In each of the contexts, it will be necessary to adapt our existing understanding of the scope and dynamics of fairness. Indeed, in this sense, fairness itself can be understood as an algorithm (in the sense of a set of rules, which enables problem solving). Further, just as an algorithm itself can learn and adapt as it experiences new problems to solve, so can our understanding of fairness morph to fit new circumstances. Canadian courts have not just recognized specific rules of due process which must be followed in relation to specific settings (like the Criminal Code provides for criminal trials) but a general and variable duty of fairness applicable to all public decision-making settings (see my recent post on the 40th anniversary of Nicholson, the Supreme Court decision setting out this rule).

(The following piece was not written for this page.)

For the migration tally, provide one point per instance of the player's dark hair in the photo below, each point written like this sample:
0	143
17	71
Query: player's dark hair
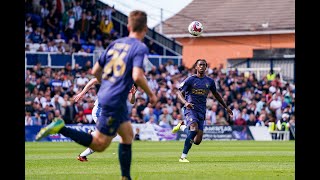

The first rule of the general duty of fairness is that those affected by a decision have the right to participate in that decision. The extent of the participatory rights flows along a spectrum determined by a range of contextual factors, including the nature of the decision, the statutory context, how significantly a person is affected by the decision and the institutional experience of the decision-maker.
The second rule of the general duty of fairness is that decisions must be made by impartial and independent decision-makers. Again, the extent of the impartiality and independence is variable, along a spectrum. Additionally, impartiality and independence are determined objectively, based on a balance of probabilities as to whether a decision maker is more likely than not biased in the eyes of a reasonable observer – this is referred to as the “reasonable apprehension of bias” standards. Finally, both impartiality and independence have individual and institutional dimensions, depending on whether the concern is with bias in relation to a particular decision or decision-maker, or a systemic bias which might affect all or a cluster of decision-makers and all their decisions.
Thus, if an algorithm is relied upon directly or indirectly in a decision that affects people, or if an algorithm is the product of a decision that affects people, or if an algorithm is itself recognized as an artificial person that can be affected by the decisions of other public actors, then it is necessary to adapt these two key pillars of the general duty of fairness to the context of actions undertaken by, through and with the assistance of algorithms. Mapping out these adaptations in an age of rapid technological change and disruption is the task at hand for administrative law. And, ironically perhaps, the analog common law method of contextual applications of general principle, altered periodically by statutes reflecting democratic will, and tempered by constitutional rules, may be ideally suited allow the duty of fairness to evolve to reflect changing society and new ideas. Administrative law, in other words, is a framework and methodology well-suited to the project of developing and animating digital rights.